What do you make of the indifference towards (and in some cases the celebration of) the sexual exploitation industries as displayed by many women in our society?
Women are now being socialised to present themselves empowered through becoming sexual consumers. So yes, they are buying into it, much as their mothers and grandmothers might have bought into nuclear family ideals about the housewife role. But then we buy into all sorts of things that are actually bad for us because they’re sold to us as desirable. Just because women are doing it doesn’t mean they are actually empowered by it, and the prevalence of sexual violence amongst young people shows us just how oppressive the sexualised culture can be for some young women. And if we look at things like commercial sex, the reality is far removed from the glamorous imagery associated with things like Belle de Jour’s Secret Diary of a Call Girl. Sex work is very bad for women and (with the exception of a very small number working in the high-class end of the market) is associated with drug addiction, abuse, violence and poverty. It is indeed worrying if sexual exploitation is falsely portrayed as liberation. On the other hand, it’s important to recognise that some women do experience some of the sex industry’s products (as sold for instance at Ann Summers) as liberating, so we don’t want to criticise women for making those choices or engage in a kind of feminist moral panic over young women’s sex lives. We just want people to be able to deconstruct the sexist, capitalist, racist, homophobic and oppressive structures that often feed into our supposed ‘free choices’ and make women’s lives worse.

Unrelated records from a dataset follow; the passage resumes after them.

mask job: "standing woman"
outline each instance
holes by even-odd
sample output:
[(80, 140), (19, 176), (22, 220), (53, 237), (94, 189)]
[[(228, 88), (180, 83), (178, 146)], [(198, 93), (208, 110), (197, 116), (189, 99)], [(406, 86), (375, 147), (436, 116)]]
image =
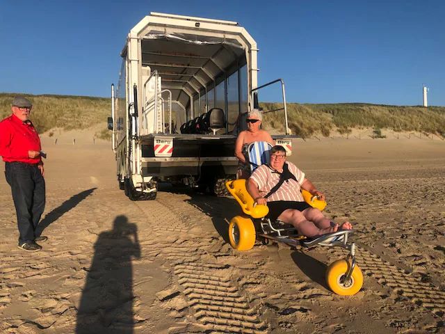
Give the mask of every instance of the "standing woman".
[(248, 113), (245, 121), (248, 129), (242, 131), (238, 135), (235, 142), (235, 156), (239, 160), (238, 167), (238, 177), (247, 179), (250, 175), (250, 166), (247, 162), (247, 149), (250, 143), (254, 141), (267, 141), (273, 146), (275, 145), (273, 139), (266, 131), (260, 129), (263, 115), (258, 109), (252, 109)]

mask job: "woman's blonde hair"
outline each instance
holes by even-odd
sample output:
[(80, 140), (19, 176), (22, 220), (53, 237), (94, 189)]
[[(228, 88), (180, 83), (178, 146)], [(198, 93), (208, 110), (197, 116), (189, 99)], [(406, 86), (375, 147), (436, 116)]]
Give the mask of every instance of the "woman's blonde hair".
[(263, 113), (259, 109), (252, 109), (248, 113), (248, 118), (263, 120)]

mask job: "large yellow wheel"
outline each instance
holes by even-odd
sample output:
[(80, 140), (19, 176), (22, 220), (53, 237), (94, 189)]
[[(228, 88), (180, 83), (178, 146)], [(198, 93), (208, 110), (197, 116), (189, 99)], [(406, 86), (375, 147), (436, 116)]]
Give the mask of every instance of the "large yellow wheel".
[(326, 271), (327, 285), (331, 290), (341, 296), (355, 294), (363, 285), (363, 274), (357, 264), (354, 267), (350, 279), (346, 281), (345, 276), (349, 266), (346, 260), (339, 260), (332, 262)]
[(248, 250), (255, 244), (255, 227), (250, 218), (236, 216), (229, 225), (229, 239), (237, 250)]

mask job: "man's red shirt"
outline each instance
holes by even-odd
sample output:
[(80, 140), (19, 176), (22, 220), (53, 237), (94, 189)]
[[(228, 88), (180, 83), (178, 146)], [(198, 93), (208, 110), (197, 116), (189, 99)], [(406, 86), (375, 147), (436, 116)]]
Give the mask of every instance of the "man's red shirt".
[(24, 122), (15, 115), (0, 122), (0, 155), (3, 161), (39, 164), (42, 158), (30, 158), (28, 151), (40, 151), (40, 138), (31, 122)]

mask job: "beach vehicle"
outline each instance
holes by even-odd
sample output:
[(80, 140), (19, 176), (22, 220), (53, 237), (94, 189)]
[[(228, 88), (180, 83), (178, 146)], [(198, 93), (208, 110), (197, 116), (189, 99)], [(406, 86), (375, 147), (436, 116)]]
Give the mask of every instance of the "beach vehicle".
[[(252, 169), (268, 162), (268, 150), (271, 145), (268, 143), (255, 142), (249, 145), (248, 154)], [(229, 239), (231, 246), (238, 250), (252, 249), (257, 239), (265, 244), (272, 240), (282, 242), (293, 247), (314, 247), (325, 246), (339, 246), (349, 253), (343, 260), (339, 260), (327, 267), (325, 273), (326, 283), (334, 293), (348, 296), (357, 293), (363, 285), (363, 274), (355, 260), (356, 246), (349, 239), (353, 230), (341, 230), (309, 239), (299, 235), (295, 228), (289, 224), (265, 218), (268, 212), (266, 205), (255, 205), (254, 199), (248, 192), (245, 180), (230, 180), (226, 182), (230, 193), (241, 205), (243, 215), (234, 216), (229, 225)], [(312, 196), (303, 190), (303, 198), (310, 205), (323, 210), (326, 202)]]
[(130, 30), (111, 86), (112, 147), (119, 186), (133, 200), (152, 200), (157, 182), (227, 193), (236, 178), (237, 134), (258, 92), (257, 43), (232, 21), (151, 13)]

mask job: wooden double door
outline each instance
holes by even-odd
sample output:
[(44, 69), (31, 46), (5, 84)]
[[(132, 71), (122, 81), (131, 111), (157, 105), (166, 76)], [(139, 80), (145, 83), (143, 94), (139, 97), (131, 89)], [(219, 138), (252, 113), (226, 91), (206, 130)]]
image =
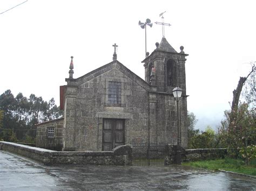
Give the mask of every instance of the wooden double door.
[(102, 150), (124, 145), (124, 119), (103, 119)]

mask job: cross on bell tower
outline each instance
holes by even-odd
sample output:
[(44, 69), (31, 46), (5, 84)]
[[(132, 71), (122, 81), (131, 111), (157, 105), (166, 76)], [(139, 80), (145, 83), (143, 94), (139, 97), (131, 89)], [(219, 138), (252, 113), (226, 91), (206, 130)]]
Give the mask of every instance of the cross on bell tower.
[(117, 46), (115, 43), (114, 44), (112, 45), (112, 46), (113, 46), (114, 48), (114, 54), (113, 54), (113, 61), (117, 60), (117, 53), (116, 53), (116, 48), (117, 48), (117, 47), (118, 47), (118, 46)]
[(169, 23), (165, 23), (164, 22), (164, 17), (163, 16), (163, 15), (164, 13), (166, 12), (166, 11), (165, 11), (165, 12), (162, 12), (161, 14), (159, 15), (159, 17), (161, 17), (161, 19), (162, 19), (162, 22), (155, 22), (154, 23), (156, 23), (157, 25), (162, 25), (162, 34), (163, 34), (163, 37), (165, 37), (165, 31), (164, 31), (164, 26), (171, 26), (171, 24), (169, 24)]

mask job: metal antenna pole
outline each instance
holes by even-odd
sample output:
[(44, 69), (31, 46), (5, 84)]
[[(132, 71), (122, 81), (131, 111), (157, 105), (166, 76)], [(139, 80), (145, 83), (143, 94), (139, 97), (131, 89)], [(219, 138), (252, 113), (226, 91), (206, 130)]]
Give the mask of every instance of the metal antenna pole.
[(145, 55), (147, 56), (147, 25), (145, 25)]
[(146, 22), (142, 23), (140, 20), (139, 21), (139, 25), (140, 26), (142, 29), (145, 29), (145, 55), (147, 57), (147, 25), (149, 25), (151, 27), (153, 25), (152, 23), (151, 23), (151, 21), (150, 19), (146, 19)]
[[(162, 23), (164, 23), (164, 16), (162, 16)], [(164, 37), (164, 25), (162, 25), (162, 33), (163, 33), (163, 37)]]

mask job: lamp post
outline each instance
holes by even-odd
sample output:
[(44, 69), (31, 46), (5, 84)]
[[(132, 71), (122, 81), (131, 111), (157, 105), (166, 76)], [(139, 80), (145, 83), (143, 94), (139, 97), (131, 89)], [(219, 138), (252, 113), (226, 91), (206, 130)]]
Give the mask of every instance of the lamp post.
[(146, 22), (145, 23), (142, 23), (140, 20), (139, 21), (139, 25), (140, 26), (142, 29), (145, 29), (145, 52), (146, 52), (146, 57), (147, 56), (147, 25), (149, 25), (151, 27), (152, 27), (152, 25), (153, 25), (152, 23), (151, 23), (151, 20), (150, 19), (146, 19)]
[(181, 145), (181, 130), (180, 125), (179, 124), (179, 100), (181, 97), (182, 89), (178, 85), (172, 90), (173, 96), (176, 98), (177, 103), (177, 154), (176, 156), (176, 163), (180, 165), (181, 163), (181, 157), (180, 155), (180, 145)]

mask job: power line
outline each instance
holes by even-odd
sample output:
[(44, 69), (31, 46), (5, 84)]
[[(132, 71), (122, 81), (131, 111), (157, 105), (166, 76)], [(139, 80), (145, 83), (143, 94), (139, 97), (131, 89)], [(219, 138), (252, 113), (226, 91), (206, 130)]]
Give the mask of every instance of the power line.
[(3, 14), (3, 13), (4, 13), (5, 12), (7, 12), (7, 11), (10, 11), (11, 9), (14, 9), (14, 8), (15, 8), (16, 6), (19, 6), (19, 5), (21, 5), (22, 4), (23, 4), (23, 3), (26, 3), (28, 1), (28, 0), (25, 1), (24, 1), (24, 2), (23, 2), (23, 3), (20, 3), (20, 4), (19, 4), (18, 5), (16, 5), (16, 6), (15, 6), (11, 8), (10, 8), (10, 9), (8, 9), (8, 10), (6, 10), (6, 11), (4, 11), (4, 12), (2, 12), (0, 13), (0, 15), (1, 15), (1, 14)]

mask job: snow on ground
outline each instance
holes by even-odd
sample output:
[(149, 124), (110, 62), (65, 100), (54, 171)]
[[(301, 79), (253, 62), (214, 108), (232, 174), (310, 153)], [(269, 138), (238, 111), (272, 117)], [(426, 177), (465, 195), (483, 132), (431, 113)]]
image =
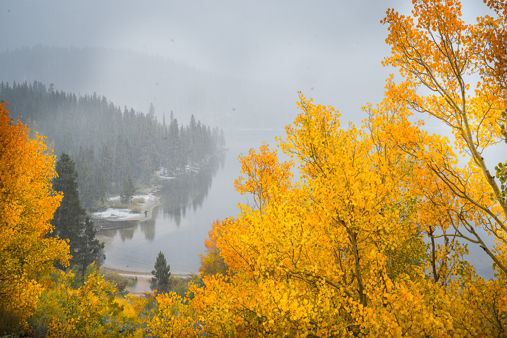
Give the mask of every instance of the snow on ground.
[[(143, 198), (144, 199), (144, 202), (139, 205), (142, 208), (143, 207), (150, 204), (156, 197), (153, 194), (148, 195), (136, 195), (132, 197), (132, 199)], [(115, 196), (110, 197), (108, 200), (114, 202), (115, 201), (120, 201), (120, 196)], [(101, 211), (97, 213), (93, 213), (92, 214), (95, 218), (115, 218), (116, 219), (121, 219), (124, 218), (129, 218), (138, 215), (138, 214), (133, 214), (130, 212), (129, 209), (119, 209), (109, 208), (105, 211)]]

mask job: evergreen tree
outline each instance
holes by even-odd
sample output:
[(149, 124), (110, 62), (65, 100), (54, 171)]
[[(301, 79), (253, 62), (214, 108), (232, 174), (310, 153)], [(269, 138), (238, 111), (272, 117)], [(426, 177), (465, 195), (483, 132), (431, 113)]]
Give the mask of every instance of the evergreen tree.
[(134, 181), (132, 179), (132, 176), (127, 175), (123, 181), (123, 189), (122, 189), (122, 193), (120, 195), (122, 203), (126, 203), (134, 196), (135, 192), (135, 186)]
[(86, 216), (85, 220), (84, 231), (79, 244), (74, 261), (79, 266), (82, 276), (85, 276), (86, 267), (93, 262), (99, 265), (101, 261), (105, 259), (104, 255), (104, 243), (100, 243), (95, 238), (97, 230), (93, 228), (93, 222)]
[[(103, 256), (103, 244), (95, 239), (93, 223), (81, 206), (78, 191), (78, 173), (70, 156), (62, 153), (55, 170), (58, 177), (53, 179), (53, 189), (63, 193), (60, 206), (55, 212), (51, 224), (54, 236), (67, 241), (72, 258), (71, 265), (77, 266), (82, 276), (94, 261), (100, 263)], [(63, 267), (60, 266), (60, 268)]]
[(154, 277), (152, 278), (150, 288), (152, 290), (157, 290), (158, 292), (167, 292), (169, 286), (169, 277), (171, 276), (171, 273), (169, 272), (170, 267), (162, 251), (159, 252), (154, 267), (155, 269), (152, 271), (152, 275)]

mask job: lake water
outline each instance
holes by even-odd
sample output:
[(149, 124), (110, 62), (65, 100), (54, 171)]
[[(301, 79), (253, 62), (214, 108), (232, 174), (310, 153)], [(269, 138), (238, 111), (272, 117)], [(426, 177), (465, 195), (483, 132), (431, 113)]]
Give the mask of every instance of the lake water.
[(104, 266), (128, 271), (149, 272), (159, 251), (164, 253), (171, 272), (198, 272), (199, 254), (205, 251), (204, 240), (215, 220), (236, 217), (237, 205), (247, 203), (234, 189), (241, 166), (237, 157), (263, 140), (274, 147), (274, 138), (283, 129), (240, 130), (226, 132), (229, 151), (215, 158), (205, 170), (187, 179), (163, 181), (160, 206), (152, 218), (142, 222), (115, 221), (122, 229), (100, 231), (113, 238), (105, 248)]
[[(213, 221), (236, 217), (238, 204), (248, 202), (246, 197), (234, 189), (234, 181), (241, 169), (238, 155), (251, 148), (258, 150), (263, 140), (274, 147), (275, 137), (283, 133), (283, 129), (227, 132), (229, 150), (215, 158), (206, 170), (192, 178), (163, 181), (159, 194), (161, 205), (154, 209), (150, 220), (116, 221), (115, 225), (125, 227), (100, 232), (113, 239), (105, 245), (104, 265), (149, 272), (161, 251), (172, 273), (197, 273), (199, 255), (205, 251), (204, 240)], [(492, 238), (488, 240), (492, 243)], [(491, 259), (476, 245), (469, 244), (468, 248), (467, 260), (480, 276), (492, 278)]]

How can feminism also benefit men?
Feminism doesn’t need to benefit men in order to be a valid movement in itself, but feminism teaches us to question gender stereotypes, and these are about masculinity as much as femininity. For instance, men have historically been the breadwinners, the ones with courage, strength who don’t show their emotions. Men have benefitted from that in some ways (e.g. in higher incomes), but have lost out in others. Think about the high suicide rates amongst men – they resort to suicide because they feel unable to discuss their feelings with people. Or think of the way men are reluctant to go to the doctors with medical problems and how that leads to reduced male life expectancy. Or the way men take unnecessary risks to show themselves as masculine and engage in dangerous sports or other activities that make them more likely to be killed. And where fatherhood is concerned, being considered the main breadwinner has meant that many men miss out on a close relationship with their children.